Den Anfang bei «Face Your Fears» machen Personen des öffentlichen Lebens: Der inzwischen verstorbene Künstler HR Giger spricht von Albträumen aus seiner Kindheit und von Furcht, die kreative Kräfte in ihm auslöst. Rekord-Luftfahrer Piccard erzählt von seiner Höhenangst als Kind und erklärt, welche Qualitäten Angst haben kann: «Menschen, die sich nie fürchten, verlassen die Komfortzone nie.»
Beiträge zum Thema
Die Ethnologin Elisabeth Maria Thiele hat die Komfortzone verlassen und beschreibt ihre Erfahrungen beim Hurrikane Gustav in New Orleans und beim Besuch einer Voodoo-Frau.
Ohne Interaktion, keine Debatte
Die User hingegen haben keine Möglichkeit, allgemein über das Phänomen zu sprechen. Hier ist Klartext gefragt. Drei Fragen gilt es zu beantworten: «Was ist deine grösste Angst?» «Wie stellst du dich deiner Angst?» und «Was lernt dich der Umgang mit deiner Angst?» – mit Text, Foto oder Video. Das sind hohe Erwartungen an die Userschaft zu einem ohnehin nicht grade einfachen Thema. Sind alle Fragen beantwortet, hat der User seinen persönlichen Angststein geschaffen und erweitert damit die bestehende Galaxie.
Links zum Thema
Die Macher Martin Schilt und Sandra Bühler betonen, dass das Projekt «Face Your Fears» dazu dienen soll, Wissen und Erfahrung weiterzugeben, eine Debatte auszulösen und am reinen Negativ-Image des Angstbegriffs zu kratzen.

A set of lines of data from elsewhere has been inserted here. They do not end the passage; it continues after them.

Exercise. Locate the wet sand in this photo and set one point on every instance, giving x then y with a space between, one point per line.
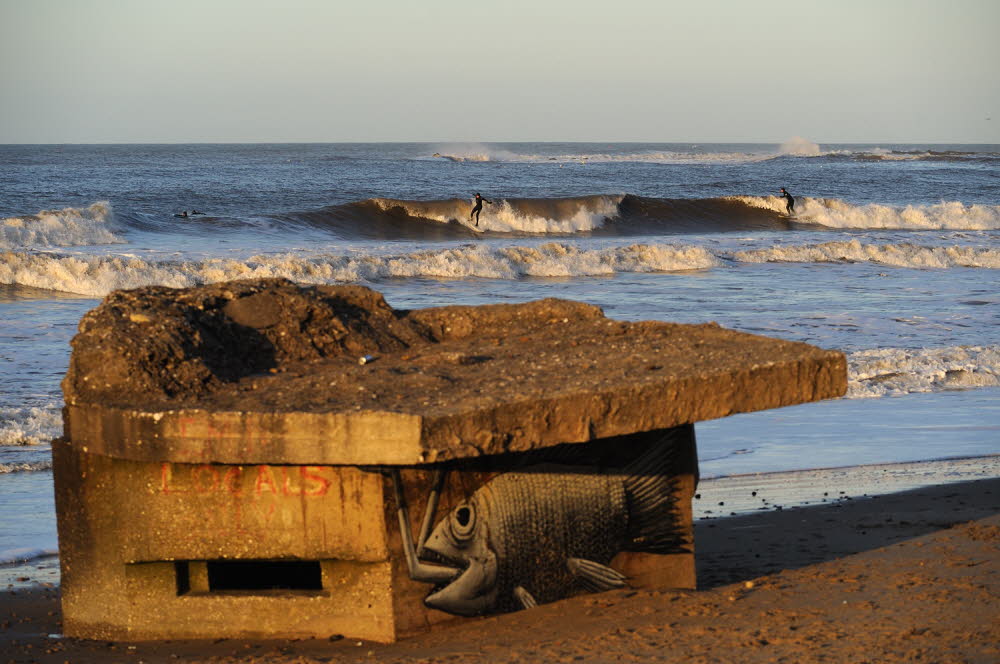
904 577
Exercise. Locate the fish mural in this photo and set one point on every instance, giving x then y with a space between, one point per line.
544 532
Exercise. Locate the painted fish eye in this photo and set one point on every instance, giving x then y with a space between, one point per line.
463 521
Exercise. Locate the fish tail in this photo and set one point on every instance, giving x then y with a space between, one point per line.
656 520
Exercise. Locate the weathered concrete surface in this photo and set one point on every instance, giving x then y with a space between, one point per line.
258 371
136 537
211 428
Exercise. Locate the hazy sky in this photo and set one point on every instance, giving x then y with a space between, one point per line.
96 71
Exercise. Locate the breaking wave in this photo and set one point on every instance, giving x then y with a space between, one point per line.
29 426
895 255
896 371
99 275
93 275
25 467
60 228
25 554
599 214
626 214
835 213
795 147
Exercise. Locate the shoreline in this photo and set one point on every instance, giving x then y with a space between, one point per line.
892 578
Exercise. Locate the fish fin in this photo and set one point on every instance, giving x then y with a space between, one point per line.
595 576
525 598
651 486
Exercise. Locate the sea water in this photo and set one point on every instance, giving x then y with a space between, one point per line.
892 256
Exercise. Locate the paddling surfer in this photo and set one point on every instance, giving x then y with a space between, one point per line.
478 207
789 202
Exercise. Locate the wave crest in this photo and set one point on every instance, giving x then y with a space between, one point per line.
29 426
896 371
99 275
895 255
836 213
60 228
523 215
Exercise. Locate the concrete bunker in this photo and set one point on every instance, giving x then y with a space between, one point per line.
229 468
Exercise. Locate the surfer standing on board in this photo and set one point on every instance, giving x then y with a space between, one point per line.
478 207
790 202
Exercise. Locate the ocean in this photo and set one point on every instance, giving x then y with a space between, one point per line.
892 256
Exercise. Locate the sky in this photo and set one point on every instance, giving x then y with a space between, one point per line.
165 71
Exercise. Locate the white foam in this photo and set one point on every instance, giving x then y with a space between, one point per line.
896 371
504 218
896 255
799 147
29 426
25 467
661 157
25 554
60 228
99 275
836 213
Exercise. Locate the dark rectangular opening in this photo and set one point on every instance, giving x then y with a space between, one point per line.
264 575
183 577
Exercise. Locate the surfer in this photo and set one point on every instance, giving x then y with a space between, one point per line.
478 207
789 202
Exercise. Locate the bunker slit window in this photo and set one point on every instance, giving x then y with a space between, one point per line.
252 575
183 574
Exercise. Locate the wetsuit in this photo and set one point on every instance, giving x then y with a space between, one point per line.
479 206
790 202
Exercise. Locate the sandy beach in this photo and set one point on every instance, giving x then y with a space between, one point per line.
900 577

Doch leider gibt es keine direkten Interaktionsmöglichkeiten zwischen den Usern. Ob ein Share-Button für den persönlichen Angststein reicht, um eine gesellschaftliche Auseinandersetzung anzustossen, ist fraglich.
Was zum Anfassen per Post aus dem Internet
Man kann sich durch die Seite durchklicken und den eigenen Voyeurismus befriedigen. Doch um in das Angst-Universum einzutauchen, braucht man Zeit. Im Idealfall stösst man auf gute Geschichten, findet interessante Ansichten – im Normalfall kreist man um persönliche Befindlichkeiten. Die Inhalte der User können denen der Profis bei weitem nicht das Wasser reichen. Das Projekt besteht erst seit Ende Januar 2015. Das lässt hoffen, dass noch viele spannende Angstgeschichten folgen werden.
Hübsch ist die Idee, dass man sich seinen persönlichen Angststein aus der virtuellen Angst-Galaxie in 3D ausdrucken lassen kann. Ein Unikat aus Stahl. Kein Stein gleicht dem anderen. Etwas zum Anfassen aus dem Internet – als Talisman oder Erinnerung.
Klein-HR Giger spielte mit einem Totenkopf
Und warum eigentlich der Totenkopf auf der Startseite der Plattform? Mitinitiant Martin Schilt erzählt im Gespräch die Geschichte dahinter: Der Vater des Künstlers und Oscar-Preisträgers HR Giger war Apotheker und kam so zu einem Totenkopf. Klein-Hansruedi spielte sehr gerne damit. Hatte den Schädel immer im Schlepptau. Andere Kinder ziehen ein Entlein hinter sich her, nicht aber HR Giger.